Whoop-Dee-Doo starred Russell as a French countess who purchases art for American millionaires. At one point in the play she sings the Johnson and Cole song “The Maid of Timbuctoo.” From 1901 to 1906 poet James Weldon Johnson frequently produced popular songs with composer Bob Cole. Joe Weber and Lew Fields are pictured in the upper corners of the title page of “Maid of Timbuctoo.” Whoop-Dee-Doo was the vaudeville team’s last collaboration for several years.

One of America’s first celebrities, the public was as fascinated with Lillian Russell’s private life as they were enchanted by her stage presence.

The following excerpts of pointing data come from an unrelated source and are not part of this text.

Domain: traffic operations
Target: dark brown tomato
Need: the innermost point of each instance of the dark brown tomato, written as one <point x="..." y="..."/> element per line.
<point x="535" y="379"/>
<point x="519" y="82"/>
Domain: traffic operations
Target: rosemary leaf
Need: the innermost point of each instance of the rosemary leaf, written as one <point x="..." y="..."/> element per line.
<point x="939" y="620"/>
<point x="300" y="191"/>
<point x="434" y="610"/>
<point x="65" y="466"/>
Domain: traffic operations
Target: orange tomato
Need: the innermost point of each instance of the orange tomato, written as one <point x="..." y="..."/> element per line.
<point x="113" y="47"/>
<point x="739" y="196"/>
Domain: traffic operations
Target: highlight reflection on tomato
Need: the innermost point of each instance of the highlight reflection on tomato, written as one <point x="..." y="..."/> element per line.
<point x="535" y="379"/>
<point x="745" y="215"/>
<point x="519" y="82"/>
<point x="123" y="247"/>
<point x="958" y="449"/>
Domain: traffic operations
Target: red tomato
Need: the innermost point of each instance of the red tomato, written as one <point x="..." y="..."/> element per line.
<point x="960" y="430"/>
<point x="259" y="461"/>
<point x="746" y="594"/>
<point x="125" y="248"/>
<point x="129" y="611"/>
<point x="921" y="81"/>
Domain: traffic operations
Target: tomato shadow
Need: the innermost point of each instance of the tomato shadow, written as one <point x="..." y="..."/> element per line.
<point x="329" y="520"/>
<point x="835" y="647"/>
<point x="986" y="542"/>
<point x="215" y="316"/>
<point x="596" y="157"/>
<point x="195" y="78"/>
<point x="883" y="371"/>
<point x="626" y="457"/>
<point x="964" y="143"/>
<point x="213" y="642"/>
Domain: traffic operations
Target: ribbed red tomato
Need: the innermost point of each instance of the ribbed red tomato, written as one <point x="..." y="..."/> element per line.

Although her solid middle-class background and lady-like demeanor helped elevate the social status of entertainers, Russell’s four marriages (one to a bigamist), her rumored affairs with Diamond Jim Brady and the Great Sandow, and her appetite for food and jewelry added to her notoriety.

After marrying prominent Republican Alexander P. Moore in 1912, Russell increasingly focused on politics. She presided over the opening of Progressive Party headquarters in Pittsburgh, sold Liberty Bonds during World War I, and campaigned for Warren Harding in the 1920 election.

Lillian Russell died in 1922 shortly after completing a fact-finding mission to Europe on behalf of President Harding. She was buried with full military honors.